Name: Chandan Ganjigere Nagarajappa
Affiliation: University of KwaZulu-Natal
Conference ID : ASI2022_482
Title : Using Machine learning to classify CMB temperature maps
Authors : Mr. Chandan Ganjigere Nagarajappa Prof. Yin-Zhe Ma Dr. Cheng Cheng
Abstract Type: Poster*
Abstract Category : General Relativity and Cosmology
Abstract : Extracting fNL using two-point statistics is computationally challenging, to overcome this challenge it has been effective to use the machine learning algorithms. The use of machine learning techniques like Convolutional Neural Network (CNN) and Graph Neural Network (GNN) bypasses the immense computational power and time required to detect the non-Gaussianity in the CMB temperature maps. In this work, the machine learning techniques are applied to classify the CMB maps containing non-Gaussianity from the CMB maps which are purely Gaussian.
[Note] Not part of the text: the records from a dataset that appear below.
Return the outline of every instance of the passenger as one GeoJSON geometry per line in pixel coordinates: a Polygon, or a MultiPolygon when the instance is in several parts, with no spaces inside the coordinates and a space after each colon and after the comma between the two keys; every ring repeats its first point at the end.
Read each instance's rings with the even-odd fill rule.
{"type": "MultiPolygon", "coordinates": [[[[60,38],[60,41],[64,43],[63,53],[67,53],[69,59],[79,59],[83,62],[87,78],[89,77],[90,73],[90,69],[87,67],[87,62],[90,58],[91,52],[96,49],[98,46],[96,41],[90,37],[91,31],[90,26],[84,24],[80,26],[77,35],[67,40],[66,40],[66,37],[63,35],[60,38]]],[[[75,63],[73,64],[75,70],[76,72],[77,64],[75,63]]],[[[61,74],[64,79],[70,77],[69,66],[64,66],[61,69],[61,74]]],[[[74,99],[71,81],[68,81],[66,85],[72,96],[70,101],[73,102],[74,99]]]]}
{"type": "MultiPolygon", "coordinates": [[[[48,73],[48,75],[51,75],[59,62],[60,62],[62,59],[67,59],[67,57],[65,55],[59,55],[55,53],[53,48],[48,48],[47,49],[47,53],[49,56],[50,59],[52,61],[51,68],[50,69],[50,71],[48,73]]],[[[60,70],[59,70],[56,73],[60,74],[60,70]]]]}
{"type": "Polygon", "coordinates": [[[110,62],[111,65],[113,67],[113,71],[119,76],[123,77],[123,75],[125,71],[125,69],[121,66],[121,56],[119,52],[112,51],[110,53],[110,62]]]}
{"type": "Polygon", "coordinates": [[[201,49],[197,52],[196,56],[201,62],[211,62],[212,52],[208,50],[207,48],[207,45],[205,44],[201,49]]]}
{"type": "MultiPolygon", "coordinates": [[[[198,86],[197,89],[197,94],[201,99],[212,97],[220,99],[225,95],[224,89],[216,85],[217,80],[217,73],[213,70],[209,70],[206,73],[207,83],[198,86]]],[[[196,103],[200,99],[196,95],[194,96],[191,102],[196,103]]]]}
This is achieved by generating the Gaussian and non-Gaussian CMB temperature maps by varying fNL values from the lower limit of -50 to upper limit of +50. The generated CMB temperature maps are fed to the machine which is trained to identify the non-Gaussianity in the maps and further classify the CMB temperature maps into Pure Gaussian maps or non-Gaussian maps. The work further attempts to extract the fNL parameter from the generated CMB temperature maps.